Most people have heard of debugging tools like gdb. For the rest, it’s usually just continuous testing and catching problems with your eye. But sometimes it’s not that simple.

Take for example (and I’ve been using this example a lot), libdpx. I was trying to clean up the code for the past two days, but when I moved a simple statement that should work, everything essentially went to hell. You can see that commit here. Basically, the alchanfree() method is commented because if I tried to chanfree(), segfaults would be everywhere.
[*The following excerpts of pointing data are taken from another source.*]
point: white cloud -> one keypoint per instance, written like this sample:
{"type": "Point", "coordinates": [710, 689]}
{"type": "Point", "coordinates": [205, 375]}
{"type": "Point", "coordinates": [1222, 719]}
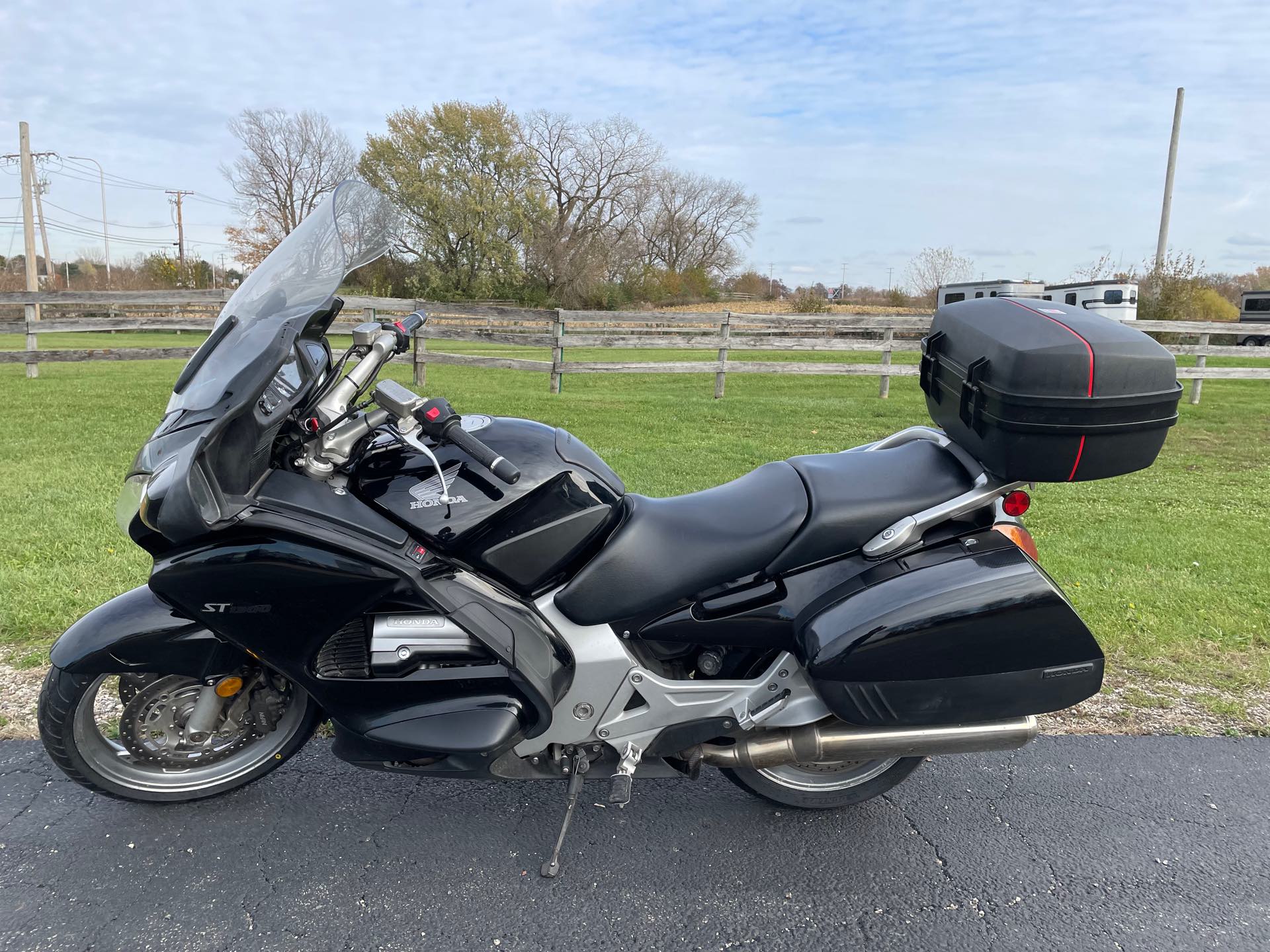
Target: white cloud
{"type": "Point", "coordinates": [893, 126]}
At first glance, this doesn’t look bad - we’re initialising a new channel, then sending the frame to the write frames method. Then we wait for something to come back. Because of cooperative threading, everything should work just dandily.

But when I uncommented the alchanfree() method, stuff didn’t work. And I was utterly confused. I was wondering why all of a sudden, I was getting segfaults left and right.

enter valgrind

Valgrind is this tool that not many people have heard of for some reason, yet it is one of the most invaluable tools for memory checking that you could ever have. It basically acts as a middle man between your program and libc, catching free/malloc/calloc/realloc calls and recording addresses, then making sure whatever calls you ‘alloc are free’d later. As a result, it can also detect reads and writes to free’d pieces of memory, which would segfault under normal conditions.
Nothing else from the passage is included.